EL ORGANISTA Y SU AYUDANTE

El músico dio su primer recital, y el entusiasmo de los asistentes fue bien notado por sus fervorosos aplausos. Al concluir de saludar, el músico sintió que le tiraban de su levita, y era el muchacho de los fuelles quien, con una ancha sonrisa, le dijo:
- ¡Qué bien lo hicimos! ¿Eh?
- ¿Qué estás diciendo? ¿Qué has hecho tú, desgraciado? ¡Este triunfo es mío!
¡Sólo mío! ¡Soy el mejor organista! ¿Tú qué eres? -le contestó el organista con burla.
- ¡Ah, perdón! Yo creía... - contestó el muchacho desmayadamente.
Al día siguiente llegó el segundo recital. El organista había guardado su mejor pieza para la despedida. Era una partitura queriendo expresar qué es una tempestad, y esto era, precisamente, su nombre.
Pero los fuelles fallaban lastimosamente.
El músico, enfadado, espantado, ladeó la cabeza y dijo al muchacho:
- ¡Por favor... sopla fuerte, chico!
- Bueno, soplaré más fuerte... Pero el concierto lo hacemos entre los dos, ¿sí o no?
- ¡Sí, claro que sí! ¡Sopla, sopla..., o estoy..., estamos... perdidos!
El recital fue un éxito inconmensurable y el organista acabó por abrazar a su ayudante a la vista de todos.
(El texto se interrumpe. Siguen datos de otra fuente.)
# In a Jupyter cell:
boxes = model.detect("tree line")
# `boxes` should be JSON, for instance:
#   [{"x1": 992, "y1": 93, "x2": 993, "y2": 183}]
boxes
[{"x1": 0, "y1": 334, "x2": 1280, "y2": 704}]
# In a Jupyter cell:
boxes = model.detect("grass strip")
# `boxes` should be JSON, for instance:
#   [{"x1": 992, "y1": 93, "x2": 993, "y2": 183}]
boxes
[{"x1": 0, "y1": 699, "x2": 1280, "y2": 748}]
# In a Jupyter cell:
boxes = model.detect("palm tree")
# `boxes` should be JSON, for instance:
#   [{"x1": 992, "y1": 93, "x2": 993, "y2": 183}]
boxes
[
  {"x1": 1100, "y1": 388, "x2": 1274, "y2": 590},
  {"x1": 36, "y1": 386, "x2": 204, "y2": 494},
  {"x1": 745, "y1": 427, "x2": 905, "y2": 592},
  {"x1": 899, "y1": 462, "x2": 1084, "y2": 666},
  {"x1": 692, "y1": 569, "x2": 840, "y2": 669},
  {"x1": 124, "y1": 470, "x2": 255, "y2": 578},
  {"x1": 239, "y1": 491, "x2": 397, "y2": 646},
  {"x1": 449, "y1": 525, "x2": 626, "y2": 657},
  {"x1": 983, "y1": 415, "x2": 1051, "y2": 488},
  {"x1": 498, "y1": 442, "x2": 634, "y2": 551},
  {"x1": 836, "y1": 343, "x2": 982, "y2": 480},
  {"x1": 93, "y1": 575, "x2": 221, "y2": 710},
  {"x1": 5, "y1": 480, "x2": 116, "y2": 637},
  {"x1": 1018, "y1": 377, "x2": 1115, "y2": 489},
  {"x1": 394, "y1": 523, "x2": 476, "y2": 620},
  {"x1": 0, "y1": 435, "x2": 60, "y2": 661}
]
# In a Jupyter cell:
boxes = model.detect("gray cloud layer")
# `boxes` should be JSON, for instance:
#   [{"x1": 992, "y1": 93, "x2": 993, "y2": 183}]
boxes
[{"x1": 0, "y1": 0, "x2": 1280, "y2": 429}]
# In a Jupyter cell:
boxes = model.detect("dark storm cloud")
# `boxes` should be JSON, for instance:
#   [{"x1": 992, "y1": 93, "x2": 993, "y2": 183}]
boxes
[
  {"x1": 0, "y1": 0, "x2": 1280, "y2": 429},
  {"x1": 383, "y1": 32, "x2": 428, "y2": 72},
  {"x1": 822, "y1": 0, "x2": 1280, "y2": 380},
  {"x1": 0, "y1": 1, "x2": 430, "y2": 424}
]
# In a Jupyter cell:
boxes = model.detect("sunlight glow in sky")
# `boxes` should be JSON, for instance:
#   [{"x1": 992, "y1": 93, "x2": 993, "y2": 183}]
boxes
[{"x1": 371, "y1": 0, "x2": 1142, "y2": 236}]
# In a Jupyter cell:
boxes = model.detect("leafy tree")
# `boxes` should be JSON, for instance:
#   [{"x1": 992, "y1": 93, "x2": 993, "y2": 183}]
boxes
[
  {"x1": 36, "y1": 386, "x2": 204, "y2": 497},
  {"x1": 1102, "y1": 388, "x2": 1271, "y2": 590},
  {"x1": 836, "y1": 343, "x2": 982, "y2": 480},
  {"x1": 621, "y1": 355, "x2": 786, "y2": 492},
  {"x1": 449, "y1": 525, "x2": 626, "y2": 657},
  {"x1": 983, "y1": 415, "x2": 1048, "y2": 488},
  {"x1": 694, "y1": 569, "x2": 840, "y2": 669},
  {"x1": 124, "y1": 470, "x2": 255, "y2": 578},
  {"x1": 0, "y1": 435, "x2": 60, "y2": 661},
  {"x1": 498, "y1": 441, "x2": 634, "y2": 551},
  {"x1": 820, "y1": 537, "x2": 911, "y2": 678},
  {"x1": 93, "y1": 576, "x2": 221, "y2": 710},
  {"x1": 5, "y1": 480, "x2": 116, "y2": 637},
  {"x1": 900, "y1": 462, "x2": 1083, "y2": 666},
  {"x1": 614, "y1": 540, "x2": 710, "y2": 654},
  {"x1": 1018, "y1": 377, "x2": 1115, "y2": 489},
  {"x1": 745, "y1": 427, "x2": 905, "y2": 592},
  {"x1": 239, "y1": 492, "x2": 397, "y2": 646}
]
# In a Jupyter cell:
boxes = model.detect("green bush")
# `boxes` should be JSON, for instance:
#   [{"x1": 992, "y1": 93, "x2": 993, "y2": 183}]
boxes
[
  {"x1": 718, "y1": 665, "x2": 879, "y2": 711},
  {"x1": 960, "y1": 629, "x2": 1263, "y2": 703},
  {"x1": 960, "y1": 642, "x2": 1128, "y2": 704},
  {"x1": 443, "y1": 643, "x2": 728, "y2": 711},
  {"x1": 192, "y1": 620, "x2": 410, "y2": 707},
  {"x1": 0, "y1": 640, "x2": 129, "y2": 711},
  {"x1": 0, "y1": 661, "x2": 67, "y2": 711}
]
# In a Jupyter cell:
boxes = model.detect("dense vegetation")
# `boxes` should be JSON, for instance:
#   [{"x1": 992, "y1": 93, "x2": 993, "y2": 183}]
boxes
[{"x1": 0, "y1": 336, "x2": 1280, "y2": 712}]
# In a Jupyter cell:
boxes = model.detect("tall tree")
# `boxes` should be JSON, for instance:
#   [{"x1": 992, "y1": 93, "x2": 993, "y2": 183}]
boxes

El egoísmo y la vanidad muchas veces nos envuelven tanto, que no reconocemos los méritos de nuestros colaboradores. Nos cuesta mucho compartir el éxito; en cambio, no dudamos en culpar a nuestros colaboradores por las fallas o errores que también deben compartirse.
Reconozcamos el trabajo en grupo donde todos son importantes, donde nadie se sienta muy suficiente, ni demasiado pequeño para hacerlo. Sobre todo, nadie debe ser despreciado como sin valor.